Recensione: Fungus
I Fungus sono un quintetto di Genova giunto con The face of evil al terzo disco che, come si sa, è sempre il disco della conferma. Trovandoli nel rooster della Black Widow sarà chiaro a tutti che i nostri sono dediti al prog, parimenti sarà chiaro che il prog in questione è tale nell’accezione più filologica e meno metafisica del termine. Vale a dire che, se negli anni ’70 il prog era ricerca di nuove sonorità, i nostri invece negli anni 70 avrebbero preferito viverci.
Quello che aspetta l’ascoltatore infatti è un viaggio di circa un’ora tra la psichedelia, il proto hard rock e il progressive. La faccia del diavolo è dipinta sulle tinte del Re cremisi e della Vedova nera e si snoda lungo dieci episodi che, a dispetto di una derivatività manifesta e probabilmente sbandierata con orgoglio, lascia trasparire un talento compositivo degno di nota. I dieci episodi infatti si mantengono vari, le influenze sono calibrate sapientemente in modo da ottenere risultati molto diversi l’un dall’altro. Soprattutto poi, il songwriting è sì efficace da cogliere l’ascoltatore di sorpresa sin dal primo ascolto.

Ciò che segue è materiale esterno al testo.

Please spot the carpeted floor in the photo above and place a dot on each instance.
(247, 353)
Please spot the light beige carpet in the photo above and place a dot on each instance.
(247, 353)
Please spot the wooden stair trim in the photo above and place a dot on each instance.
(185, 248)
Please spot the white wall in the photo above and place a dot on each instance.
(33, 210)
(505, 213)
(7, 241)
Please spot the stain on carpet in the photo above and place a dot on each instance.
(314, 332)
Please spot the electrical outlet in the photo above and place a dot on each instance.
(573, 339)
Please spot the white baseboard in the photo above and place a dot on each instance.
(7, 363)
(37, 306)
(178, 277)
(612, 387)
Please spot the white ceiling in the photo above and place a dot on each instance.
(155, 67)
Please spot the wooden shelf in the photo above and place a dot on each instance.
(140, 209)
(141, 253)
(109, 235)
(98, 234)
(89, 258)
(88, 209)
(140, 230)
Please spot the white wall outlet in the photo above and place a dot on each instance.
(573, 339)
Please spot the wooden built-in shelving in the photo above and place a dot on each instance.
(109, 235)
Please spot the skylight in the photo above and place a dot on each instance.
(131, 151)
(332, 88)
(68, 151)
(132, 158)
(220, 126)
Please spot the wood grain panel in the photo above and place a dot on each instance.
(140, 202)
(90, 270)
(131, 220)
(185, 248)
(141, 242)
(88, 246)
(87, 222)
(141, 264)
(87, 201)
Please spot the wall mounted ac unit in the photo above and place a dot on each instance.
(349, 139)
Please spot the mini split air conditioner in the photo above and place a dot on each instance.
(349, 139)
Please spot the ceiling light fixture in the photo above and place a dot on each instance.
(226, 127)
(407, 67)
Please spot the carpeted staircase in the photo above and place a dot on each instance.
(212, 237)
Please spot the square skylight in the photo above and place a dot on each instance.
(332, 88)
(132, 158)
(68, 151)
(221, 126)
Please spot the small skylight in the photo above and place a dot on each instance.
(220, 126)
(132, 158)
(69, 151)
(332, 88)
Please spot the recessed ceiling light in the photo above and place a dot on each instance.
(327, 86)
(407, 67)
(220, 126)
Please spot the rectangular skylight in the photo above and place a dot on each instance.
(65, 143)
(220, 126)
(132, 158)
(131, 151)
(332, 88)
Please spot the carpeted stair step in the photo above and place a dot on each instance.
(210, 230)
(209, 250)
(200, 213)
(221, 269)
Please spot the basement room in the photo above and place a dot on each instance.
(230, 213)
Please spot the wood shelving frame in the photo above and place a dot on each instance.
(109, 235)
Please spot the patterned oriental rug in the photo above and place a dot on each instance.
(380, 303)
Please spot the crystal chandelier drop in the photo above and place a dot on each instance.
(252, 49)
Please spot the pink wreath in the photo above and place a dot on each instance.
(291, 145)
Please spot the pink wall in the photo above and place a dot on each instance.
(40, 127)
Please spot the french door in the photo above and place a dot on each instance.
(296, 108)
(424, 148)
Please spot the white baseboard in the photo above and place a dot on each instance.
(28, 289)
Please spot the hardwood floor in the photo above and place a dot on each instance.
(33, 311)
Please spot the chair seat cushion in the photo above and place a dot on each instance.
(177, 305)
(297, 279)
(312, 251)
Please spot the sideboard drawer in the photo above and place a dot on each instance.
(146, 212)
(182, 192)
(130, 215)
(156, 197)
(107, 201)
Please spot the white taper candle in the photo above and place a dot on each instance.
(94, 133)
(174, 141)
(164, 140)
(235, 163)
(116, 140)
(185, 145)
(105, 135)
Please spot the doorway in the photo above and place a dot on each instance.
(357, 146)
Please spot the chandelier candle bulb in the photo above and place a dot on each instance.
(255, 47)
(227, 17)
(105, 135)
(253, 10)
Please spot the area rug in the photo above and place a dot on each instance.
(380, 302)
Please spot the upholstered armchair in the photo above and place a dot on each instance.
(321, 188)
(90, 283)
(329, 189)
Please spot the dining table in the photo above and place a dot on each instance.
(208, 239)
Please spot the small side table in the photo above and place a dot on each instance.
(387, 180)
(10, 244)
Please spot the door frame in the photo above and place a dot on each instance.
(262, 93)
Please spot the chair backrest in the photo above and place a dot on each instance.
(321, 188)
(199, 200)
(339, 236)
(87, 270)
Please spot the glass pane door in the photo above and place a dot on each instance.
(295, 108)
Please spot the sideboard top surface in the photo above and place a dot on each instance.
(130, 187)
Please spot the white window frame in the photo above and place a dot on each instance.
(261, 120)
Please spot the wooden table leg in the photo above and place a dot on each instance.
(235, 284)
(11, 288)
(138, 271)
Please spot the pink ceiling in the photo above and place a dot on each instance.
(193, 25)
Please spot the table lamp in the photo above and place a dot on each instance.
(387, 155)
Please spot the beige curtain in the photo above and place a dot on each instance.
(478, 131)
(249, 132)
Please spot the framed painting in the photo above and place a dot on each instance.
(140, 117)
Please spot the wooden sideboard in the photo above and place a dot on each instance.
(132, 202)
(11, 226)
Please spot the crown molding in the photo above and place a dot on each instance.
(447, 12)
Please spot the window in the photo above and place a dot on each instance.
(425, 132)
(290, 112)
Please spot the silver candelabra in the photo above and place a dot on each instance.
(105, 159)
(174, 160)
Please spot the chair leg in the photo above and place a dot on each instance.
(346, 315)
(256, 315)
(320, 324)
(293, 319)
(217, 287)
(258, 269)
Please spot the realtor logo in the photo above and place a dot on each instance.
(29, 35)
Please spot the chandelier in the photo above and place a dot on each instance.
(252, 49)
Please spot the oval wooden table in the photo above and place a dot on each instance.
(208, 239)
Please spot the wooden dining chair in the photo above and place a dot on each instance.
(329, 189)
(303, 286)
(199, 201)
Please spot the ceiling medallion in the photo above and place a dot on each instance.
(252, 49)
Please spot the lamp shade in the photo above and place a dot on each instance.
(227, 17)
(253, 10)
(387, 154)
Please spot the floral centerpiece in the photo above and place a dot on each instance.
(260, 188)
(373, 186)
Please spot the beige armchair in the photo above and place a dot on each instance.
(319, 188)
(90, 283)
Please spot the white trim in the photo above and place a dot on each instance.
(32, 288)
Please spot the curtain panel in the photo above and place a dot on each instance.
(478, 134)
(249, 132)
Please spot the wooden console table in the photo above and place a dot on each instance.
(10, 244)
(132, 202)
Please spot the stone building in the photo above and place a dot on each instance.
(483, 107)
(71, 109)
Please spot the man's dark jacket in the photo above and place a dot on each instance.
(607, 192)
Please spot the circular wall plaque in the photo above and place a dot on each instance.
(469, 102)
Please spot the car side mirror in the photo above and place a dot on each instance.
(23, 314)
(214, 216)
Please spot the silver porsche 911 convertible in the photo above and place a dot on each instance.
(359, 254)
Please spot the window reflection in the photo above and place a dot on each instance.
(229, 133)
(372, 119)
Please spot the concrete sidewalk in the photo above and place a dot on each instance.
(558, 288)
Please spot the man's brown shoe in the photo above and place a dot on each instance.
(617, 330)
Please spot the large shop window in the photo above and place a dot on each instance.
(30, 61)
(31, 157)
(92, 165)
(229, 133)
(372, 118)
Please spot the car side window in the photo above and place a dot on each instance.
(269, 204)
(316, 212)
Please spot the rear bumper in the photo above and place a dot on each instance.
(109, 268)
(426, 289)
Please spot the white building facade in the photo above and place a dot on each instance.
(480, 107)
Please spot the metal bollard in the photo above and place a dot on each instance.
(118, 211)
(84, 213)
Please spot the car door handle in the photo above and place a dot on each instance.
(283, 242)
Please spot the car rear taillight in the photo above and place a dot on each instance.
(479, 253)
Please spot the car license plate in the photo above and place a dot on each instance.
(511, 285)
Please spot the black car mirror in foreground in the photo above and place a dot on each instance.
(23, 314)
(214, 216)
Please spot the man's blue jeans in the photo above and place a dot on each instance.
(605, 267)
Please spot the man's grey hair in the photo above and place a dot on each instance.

La opener The face of evil si apre avvolgente e tranquilla, sorretta da un meraviglioso apparato di tastiere. Si tratta di un’ottima suite, che prende quota col passare dei minuti, con un costante aumento di groove e d’acidità, e finisce per trasformarsi in una jam hard rock. Molto probabilmente il miglior pezzo dell’album, sebbene non cali in tavola tutte le carte a disposizione dei genovesi. Subito dopo infatti l’acustica Gentle season propone una intrigante mistura di Black Widow e Pink Floyd, mentre la brevilinea ed incalzante The great deceit, fa venire in mente gli Spiritual front (almeno al sottoscritto, che non sa spiegarsi perché).
Rain è un altro pezzo da applausi, sebbene alle volte tenda un po’ a perdersi in meandri troppo arzigogolati, una cavalcata acida che mette in luce l’indiscutibile bravura di Alejandro J. Blisset alla chittarra, uno dei fattori determinanti per la riuscita di questo disco. In tema di Trip acidi, Share your suicide part III è sicuramente la composizione più maligna e sinistra del lotto, dove le chitarre si fan da parte e salgono in cattedra tastiere, moog, mellotron e pure un theremin. Angel with no pain invece ci riconduce ad un hard rock teso e violento, qualcosa di molto prossimo ai Bigelf visti il mese scorso. E un po’ viene da chiedersi che cosa potrebbero fare i Fungus se venissero anche loro dalla California e fossero sotto contratto con la Inside out. Perché i nostri sono dotati di ottima tecnica e ottima capacità compositiva, come confermato anche dalla conclusiva The sun, suite specchio della opener per struttura e varietà. L’unica cosa che manca a questo gruppo è la voglia di rischiare, e dunque di rendere personale la propria proposta.
Ci troviamo in sostanza di fronte ad un disco caldo, suonato con bravura e soprattutto passione. Un disco che dimostra come guardare al futuro non sia l’unico modo di fare buona musica. Trattandosi di una proposta, come detto in apertura, filologica e quindi non destinata a sconvolgervi la vita, il consiglio è quello di recuperare la title track o The sun su Soundcloud e dare un ascolto. Se quello che sentirete sarà di vostro gradimento, coi Fungus andate sul sicuro.